In recent years there have been remarkable advancements in autonomous driving. While autonomous vehicles demonstrate high performance in closed-set conditions, they encounter difficulties when confronted with unexpected situations. At the same time, world models emerged in the field of model-based reinforcement learning as a way to enable agents to predict the future depending on potential actions. This led to outstanding results in sparse reward and complex control tasks. This work provides an overview of how world models can be leveraged to perform anomaly detection in the domain of autonomous driving. We provide a characterization of world models and relate individual components to previous works in anomaly detection to facilitate further research in the field.
Paper Structure (13 sections, 6 equations, 5 figures, 1 table)

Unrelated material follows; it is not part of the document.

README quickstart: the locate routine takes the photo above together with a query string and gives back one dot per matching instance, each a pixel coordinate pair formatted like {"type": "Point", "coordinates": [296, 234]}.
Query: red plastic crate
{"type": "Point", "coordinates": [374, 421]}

This paper contains 13 sections, 6 equations, 5 figures, 1 table.

Figures (5)

  • Figure 1: The bottom row shows a scene reconstruction of a world model huModelBasedImitationLearning2022 Compared to the ground truth, the model cannot recover all scene components, such as the bicyclist. This phenomenon can be exploited through a clear definition of normality and targeted training to detect anomalies.
  • Figure 2: A world model during inference, given high dimensional observations $o_t\ldots o_{t-i} \in \Omega$ and past and planned actions $a_{t-i}\ldots a_{t+j} \in A$ at time $t$. All state transitions up to $s_t \in S$ are computed with a representation model$p(s_t \mid s_{t-1},a_{t-1},o_t)$, where the observations are first being embedded. The embedding of actions is possible but optional. Future state transitions can be computed with the prediction model$p(s_t \mid s_{t-1},a_{t-1})$ based on the Markov assumption, where each state only depends on its predecessor. With the observation model$p(o_t \mid s_t)$, reconstructions $\hat{o}_t \in \Omega$ can be decoded from state $s_t$.
  • Figure 3: Interaction of an agent with an actor in an environment, where $A$ is a set of actions, $S$ is a set of states, and $\Omega$ is a set of observations. Given an observation $o$, the action $a$ of the agent results in a state transition $s \longrightarrow s'$ of the environment.
  • Figure 4: Planned actions in the context of autonomous driving. Based on a vehicle model, the planning module determines a finite list of actions for the ego vehicle in order to reach planned future vehicle states.
  • Figure 5: On the left, the last input frame for the prediction and its reconstruction are shown. The bottom row on the right shows the predictions of a world model conditioned on actions, where each action consists of acceleration and steering angle values as shown in the top row huModelBasedImitationLearning2022. Compared with the ground truth, the model is able to predict normal behavior. Under the hypothesis that it cannot predict atypical behavior unseen during training, differences between future observations and the predictions can be used for anomaly detection.